# Training

In [1]:
import os
from transformers import RobertaTokenizer
from sklearn.model_selection import train_test_split
from modules.TrainConfig import init_checkpoint, init_logger, Trainer, masker
from modules.models import CodeBertJS
from modules.datasets import CodeBertDataset
from modules.filters import mask_code_diff, add_labels
from torch.utils.data import DataLoader
import sqlite3
import pandas as pd
import json
import os
import torch

In [2]:
HF_DIR = 'microsoft/codebert-base-mlm'
TOKENIZER_MAX_LENGTH = 512
DB_PATH = 'commitpack-datasets.db' if os.path.exists('commitpack-datasets.db') else '/content/drive/MyDrive/Thesis/commitpack-datasets.db'
DB_TABLE = 'commitpackft_classified_train'
if not os.path.exists(DB_PATH):
    raise RuntimeError('sqlite3 path doesnt exist.')
VAL_SIZE = 0.3
LOG_PATH = 'logs' if os.path.exists('logs') else '/content/drive/MyDrive/Thesis/logs'
VERSION = int(input('Training version: '))
LOAD_FROM_CPKT = input("Load from existing model (type cpkt path if true): ")
DEBUG = True if int(input('Debug Run (1,0): ')) == 1 else False
BATCH_SIZE = 2 if DEBUG else 32
CPKT_PATH = CPKT_PATH = 'checkpoints' if os.path.exists('checkpoints') else '/content/drive/MyDrive/Thesis/checkpoints'
DROPOUT_RATE = float(input('Type dropout rate for classifier: '))
WITH_MOBILE = True if int(input('Consider mobile class (1,0): ')) == 1 else False
WITH_LAYER_NORM = True
WITH_ACTIVATION = True

if WITH_MOBILE:
    classLabels = {
        "mobile" : 0.,
        "functionality" : 0.,
        "ui-ux" : 0.,
        "compatibility-performance" : 0.,
        "network-security" : 0.,
        "general": 0.
    }
else:
    classLabels = {
        "functionality" : 0.,
        "ui-ux" : 0.,
        "compatibility-performance" : 0.,
        "network-security" : 0.,
        "general": 0.
    }

num_classes = len(classLabels.keys())

modelSize = HF_DIR.split('/')[-1]
MODEL_DIR = f"CodeBert_{modelSize}_JS_{num_classes}_classes_{TOKENIZER_MAX_LENGTH}MaxL"
con = sqlite3.connect(DB_PATH)


## Types of Bugs distribution in samples

In [3]:
with open('bug-type-dist-query_train.sql', 'r') as f:
    query = f.read()

info_df = pd.read_sql_query(query, con)
info_df

Unnamed: 0,count(*),bug_type
0,90,mobile
1,2862,general
2,3147,ui-ux
3,3159,network-security
4,4396,compatibility-performance
5,4532,functionality


## Create Classification Labels
```json
{
    "mobile" : 0,
    "functionality" : 0,
    "ui-ux" : 0,
    "compatibility-performance" : 0,
    "network-security" : 0,
    "general": 0
}

Ένα δείγμα που κατηγοριοποιήθηκε ως σφάλμα λειτουργικότητας(functionality) και ui-ux θα έχει διάνυσμα ταξινόμησης ->
[0,1,1,0,0,0]
```

In [4]:
tokenizer = RobertaTokenizer.from_pretrained(HF_DIR)

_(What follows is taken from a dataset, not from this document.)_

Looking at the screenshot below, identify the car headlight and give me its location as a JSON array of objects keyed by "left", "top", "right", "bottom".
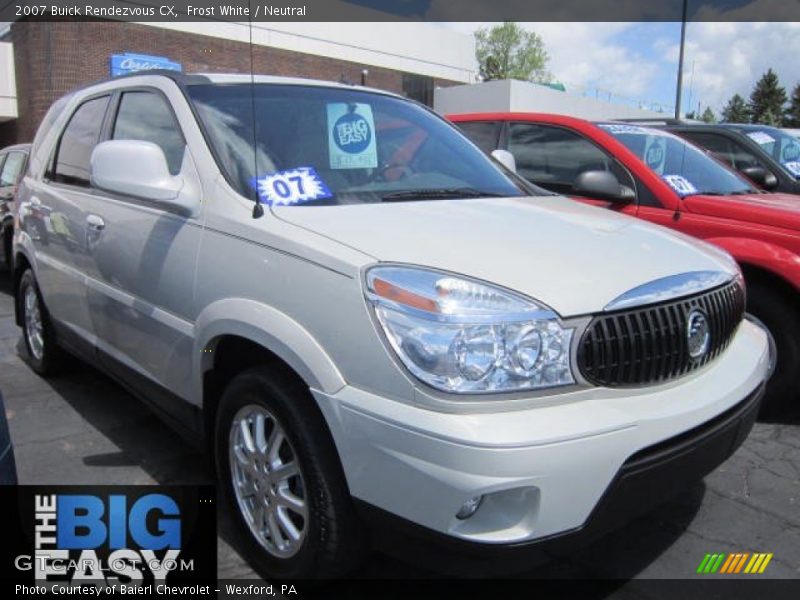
[{"left": 366, "top": 266, "right": 575, "bottom": 394}]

def load_ds() -> pd.DataFrame:
    query = f"select * from {DB_TABLE}"
    ds_df = pd.read_sql_query(query, con)
    return ds_df

ds_df = load_ds()

ds_df['class_labels'] = ds_df['bug_type'].apply(lambda bT: add_labels(bT.split(','), classLabels))
if DEBUG:
    ds_df = ds_df.iloc[:10]

if not WITH_MOBILE:
    ds_df = ds_df[ds_df['bug_type'] != 'mobile']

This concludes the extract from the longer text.